Many researchers may have used the LDS or Latter-day Saint’s familysearch.org site. Finding your ancestors, when using the search tools furnished by the website, can be challenging; even if they are included in the International Genealogical Index, and that is not always the case! The problem is that a search simply by last name only isn’t allowed, unless you search within a single batch of records at a time or over the entire country. A search of the whole of Britain is overwhelming, unless of course you have a rare name. What if, however, you are looking for a Smith or a Jones? I have discovered how to use a tool provided on a website to search the IGI batches and it is really easy to try and do, once you know how.
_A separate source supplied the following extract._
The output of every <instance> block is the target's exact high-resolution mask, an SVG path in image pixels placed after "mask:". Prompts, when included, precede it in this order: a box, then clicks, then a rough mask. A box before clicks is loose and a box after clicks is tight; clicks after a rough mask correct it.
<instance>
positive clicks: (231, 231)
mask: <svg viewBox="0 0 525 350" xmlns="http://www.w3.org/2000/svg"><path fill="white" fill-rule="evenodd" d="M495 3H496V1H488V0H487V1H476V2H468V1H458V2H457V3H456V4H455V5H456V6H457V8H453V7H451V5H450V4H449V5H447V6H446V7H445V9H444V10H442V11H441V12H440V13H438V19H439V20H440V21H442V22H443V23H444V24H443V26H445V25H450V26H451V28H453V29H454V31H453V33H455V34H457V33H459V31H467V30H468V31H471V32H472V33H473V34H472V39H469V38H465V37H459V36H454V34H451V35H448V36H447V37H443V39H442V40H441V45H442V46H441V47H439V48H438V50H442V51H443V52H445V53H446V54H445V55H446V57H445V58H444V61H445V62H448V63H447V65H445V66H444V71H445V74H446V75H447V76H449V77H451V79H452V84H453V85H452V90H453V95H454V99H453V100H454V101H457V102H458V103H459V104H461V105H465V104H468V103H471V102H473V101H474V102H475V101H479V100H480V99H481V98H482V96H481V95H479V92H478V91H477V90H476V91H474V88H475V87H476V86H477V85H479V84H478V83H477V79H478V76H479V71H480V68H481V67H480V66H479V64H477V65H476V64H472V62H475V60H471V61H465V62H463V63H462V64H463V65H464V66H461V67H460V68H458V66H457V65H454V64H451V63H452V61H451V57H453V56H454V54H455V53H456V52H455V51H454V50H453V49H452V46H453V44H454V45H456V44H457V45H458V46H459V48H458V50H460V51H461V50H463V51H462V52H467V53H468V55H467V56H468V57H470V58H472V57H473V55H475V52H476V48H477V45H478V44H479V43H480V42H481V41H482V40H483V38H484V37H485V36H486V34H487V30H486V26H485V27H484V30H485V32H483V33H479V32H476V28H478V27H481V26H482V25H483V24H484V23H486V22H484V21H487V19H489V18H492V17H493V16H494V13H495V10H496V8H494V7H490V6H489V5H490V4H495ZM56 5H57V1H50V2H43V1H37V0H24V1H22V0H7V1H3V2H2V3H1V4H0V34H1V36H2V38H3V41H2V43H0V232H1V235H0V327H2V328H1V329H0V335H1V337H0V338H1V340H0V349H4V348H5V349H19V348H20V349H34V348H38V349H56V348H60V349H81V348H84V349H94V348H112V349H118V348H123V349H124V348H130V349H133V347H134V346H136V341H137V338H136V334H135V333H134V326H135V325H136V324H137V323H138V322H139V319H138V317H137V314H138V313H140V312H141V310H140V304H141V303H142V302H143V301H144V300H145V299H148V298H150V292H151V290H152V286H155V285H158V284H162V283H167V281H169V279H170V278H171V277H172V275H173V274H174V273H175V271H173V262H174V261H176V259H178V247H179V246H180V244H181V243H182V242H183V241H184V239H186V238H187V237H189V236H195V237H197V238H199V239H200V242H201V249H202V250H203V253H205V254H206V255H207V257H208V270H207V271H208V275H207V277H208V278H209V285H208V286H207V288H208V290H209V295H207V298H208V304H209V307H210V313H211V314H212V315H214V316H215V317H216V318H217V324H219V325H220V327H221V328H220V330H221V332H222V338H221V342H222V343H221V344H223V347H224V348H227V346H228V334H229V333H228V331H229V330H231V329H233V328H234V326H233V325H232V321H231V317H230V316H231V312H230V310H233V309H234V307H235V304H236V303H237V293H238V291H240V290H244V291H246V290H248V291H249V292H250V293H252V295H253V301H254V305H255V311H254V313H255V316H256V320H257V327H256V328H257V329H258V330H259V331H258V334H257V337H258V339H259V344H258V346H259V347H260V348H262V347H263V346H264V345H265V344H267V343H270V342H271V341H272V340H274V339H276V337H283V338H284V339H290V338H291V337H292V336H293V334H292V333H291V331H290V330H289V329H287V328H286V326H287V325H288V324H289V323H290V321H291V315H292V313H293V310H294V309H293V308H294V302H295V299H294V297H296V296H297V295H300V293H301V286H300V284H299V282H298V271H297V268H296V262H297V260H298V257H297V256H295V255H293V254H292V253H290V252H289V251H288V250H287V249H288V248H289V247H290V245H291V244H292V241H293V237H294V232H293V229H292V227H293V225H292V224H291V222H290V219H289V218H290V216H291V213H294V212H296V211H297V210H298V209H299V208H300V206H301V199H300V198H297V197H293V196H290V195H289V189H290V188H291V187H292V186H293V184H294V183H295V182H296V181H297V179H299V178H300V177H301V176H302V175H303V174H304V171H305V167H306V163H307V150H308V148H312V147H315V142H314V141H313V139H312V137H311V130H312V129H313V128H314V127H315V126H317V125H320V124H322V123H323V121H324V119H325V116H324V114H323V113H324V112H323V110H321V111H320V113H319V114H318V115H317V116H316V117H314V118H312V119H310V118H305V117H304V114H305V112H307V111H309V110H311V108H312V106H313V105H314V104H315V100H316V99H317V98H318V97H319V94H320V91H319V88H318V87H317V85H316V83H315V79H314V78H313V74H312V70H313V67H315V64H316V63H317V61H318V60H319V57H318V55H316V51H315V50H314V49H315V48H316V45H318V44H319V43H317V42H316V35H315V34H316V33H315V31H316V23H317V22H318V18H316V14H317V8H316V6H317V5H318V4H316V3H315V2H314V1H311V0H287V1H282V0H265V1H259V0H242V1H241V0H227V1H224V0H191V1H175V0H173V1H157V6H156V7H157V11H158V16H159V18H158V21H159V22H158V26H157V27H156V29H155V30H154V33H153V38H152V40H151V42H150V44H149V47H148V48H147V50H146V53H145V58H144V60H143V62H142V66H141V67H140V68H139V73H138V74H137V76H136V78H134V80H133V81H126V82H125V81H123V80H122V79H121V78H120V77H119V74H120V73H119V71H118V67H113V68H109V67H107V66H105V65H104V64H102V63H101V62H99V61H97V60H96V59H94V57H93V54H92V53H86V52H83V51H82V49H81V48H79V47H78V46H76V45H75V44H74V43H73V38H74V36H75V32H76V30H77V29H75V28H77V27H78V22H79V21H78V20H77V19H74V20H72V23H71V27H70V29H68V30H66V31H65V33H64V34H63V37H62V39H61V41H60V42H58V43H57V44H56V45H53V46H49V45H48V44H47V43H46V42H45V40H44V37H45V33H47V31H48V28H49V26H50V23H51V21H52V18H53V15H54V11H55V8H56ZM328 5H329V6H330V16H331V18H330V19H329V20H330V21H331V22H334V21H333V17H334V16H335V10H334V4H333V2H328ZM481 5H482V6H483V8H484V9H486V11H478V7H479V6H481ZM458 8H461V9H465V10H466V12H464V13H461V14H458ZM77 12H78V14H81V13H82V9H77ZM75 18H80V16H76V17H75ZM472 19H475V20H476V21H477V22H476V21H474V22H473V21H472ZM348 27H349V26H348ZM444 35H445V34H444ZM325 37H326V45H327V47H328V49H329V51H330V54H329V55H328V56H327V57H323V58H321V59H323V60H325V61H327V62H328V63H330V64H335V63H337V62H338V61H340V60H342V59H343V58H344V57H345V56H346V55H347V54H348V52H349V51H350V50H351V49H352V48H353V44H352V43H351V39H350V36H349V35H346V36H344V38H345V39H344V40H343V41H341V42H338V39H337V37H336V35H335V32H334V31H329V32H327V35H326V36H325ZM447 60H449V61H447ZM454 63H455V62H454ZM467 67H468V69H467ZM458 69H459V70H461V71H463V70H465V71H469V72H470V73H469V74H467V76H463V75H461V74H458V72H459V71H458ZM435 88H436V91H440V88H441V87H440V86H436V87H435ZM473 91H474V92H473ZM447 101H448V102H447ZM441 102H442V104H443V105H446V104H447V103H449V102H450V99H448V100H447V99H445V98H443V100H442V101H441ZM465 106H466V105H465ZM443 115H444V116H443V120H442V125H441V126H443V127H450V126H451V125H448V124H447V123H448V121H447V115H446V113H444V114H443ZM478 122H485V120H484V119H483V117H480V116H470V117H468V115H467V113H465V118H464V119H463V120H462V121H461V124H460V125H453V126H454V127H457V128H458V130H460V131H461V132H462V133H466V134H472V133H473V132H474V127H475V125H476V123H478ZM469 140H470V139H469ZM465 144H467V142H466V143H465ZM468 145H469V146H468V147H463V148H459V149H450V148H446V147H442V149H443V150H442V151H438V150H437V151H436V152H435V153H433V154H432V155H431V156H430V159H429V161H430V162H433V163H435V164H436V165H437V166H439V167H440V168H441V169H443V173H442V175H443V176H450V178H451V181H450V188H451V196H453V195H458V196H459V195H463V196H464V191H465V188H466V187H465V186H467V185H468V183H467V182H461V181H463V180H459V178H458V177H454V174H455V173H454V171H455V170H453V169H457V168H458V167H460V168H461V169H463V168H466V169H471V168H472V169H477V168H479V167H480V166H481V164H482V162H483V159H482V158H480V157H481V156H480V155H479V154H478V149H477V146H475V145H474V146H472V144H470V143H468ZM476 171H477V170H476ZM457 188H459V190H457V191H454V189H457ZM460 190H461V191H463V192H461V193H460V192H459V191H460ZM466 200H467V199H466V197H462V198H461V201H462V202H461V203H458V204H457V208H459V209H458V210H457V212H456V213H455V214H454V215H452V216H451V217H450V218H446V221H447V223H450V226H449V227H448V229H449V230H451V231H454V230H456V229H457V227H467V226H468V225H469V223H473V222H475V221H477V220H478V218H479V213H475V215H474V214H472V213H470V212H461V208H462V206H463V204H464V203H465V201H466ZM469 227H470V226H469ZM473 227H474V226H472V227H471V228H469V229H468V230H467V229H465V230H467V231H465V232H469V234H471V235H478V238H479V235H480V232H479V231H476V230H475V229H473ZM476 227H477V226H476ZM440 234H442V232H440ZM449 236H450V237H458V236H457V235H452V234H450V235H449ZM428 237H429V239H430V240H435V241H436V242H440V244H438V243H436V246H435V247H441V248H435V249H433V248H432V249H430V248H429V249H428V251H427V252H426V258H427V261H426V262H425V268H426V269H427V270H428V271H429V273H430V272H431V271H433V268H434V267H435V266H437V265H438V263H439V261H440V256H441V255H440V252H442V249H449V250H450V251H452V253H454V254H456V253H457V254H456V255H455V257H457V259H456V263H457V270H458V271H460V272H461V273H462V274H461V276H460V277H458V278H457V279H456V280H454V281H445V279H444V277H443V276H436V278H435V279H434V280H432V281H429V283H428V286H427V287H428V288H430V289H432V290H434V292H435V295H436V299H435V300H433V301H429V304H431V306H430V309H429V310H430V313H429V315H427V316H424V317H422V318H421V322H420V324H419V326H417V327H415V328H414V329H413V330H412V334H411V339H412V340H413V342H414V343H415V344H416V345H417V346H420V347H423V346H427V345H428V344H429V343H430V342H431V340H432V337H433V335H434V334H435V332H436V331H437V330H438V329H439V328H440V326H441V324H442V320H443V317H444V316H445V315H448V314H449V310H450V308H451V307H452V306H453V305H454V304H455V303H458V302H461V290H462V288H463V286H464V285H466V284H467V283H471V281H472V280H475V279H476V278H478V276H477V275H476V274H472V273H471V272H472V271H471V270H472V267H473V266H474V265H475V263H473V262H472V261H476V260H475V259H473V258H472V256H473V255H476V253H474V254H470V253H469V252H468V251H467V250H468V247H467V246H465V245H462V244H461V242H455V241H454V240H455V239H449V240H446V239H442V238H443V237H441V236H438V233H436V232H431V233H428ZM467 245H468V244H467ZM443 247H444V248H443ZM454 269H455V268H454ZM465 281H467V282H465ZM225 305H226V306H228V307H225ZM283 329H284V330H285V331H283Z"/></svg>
The world wide web has made researching ancestors a great deal easier to do. As more and more data finds its way onto the internet many more lines of research are opened to us. But, on the other hand, there is the danger of information overload. The new family historian could become frozen in the headlights as the data juggernaut races on towards them. My advice is to carefully record your research at each and every phase, so you are aware the blind alleys which you have gone down and the various people that you have researched erroneously, as well as the ones you have had success with. In the long run you will save yourself time and very possibly money on certificates purchased, or pay-as-you-go searches on the Internet. Next word of advice, is that it’s well worth continuing to learn as much as you are able to about this fascinating subject by taking classes or reading around the subject matter. The best family historian is one that thinks of themselves being an advanced beginner. That is, they are constantly wide open to learning more skills. The more skilled you become, the better you’ll be able to uncover those elusive ancestors!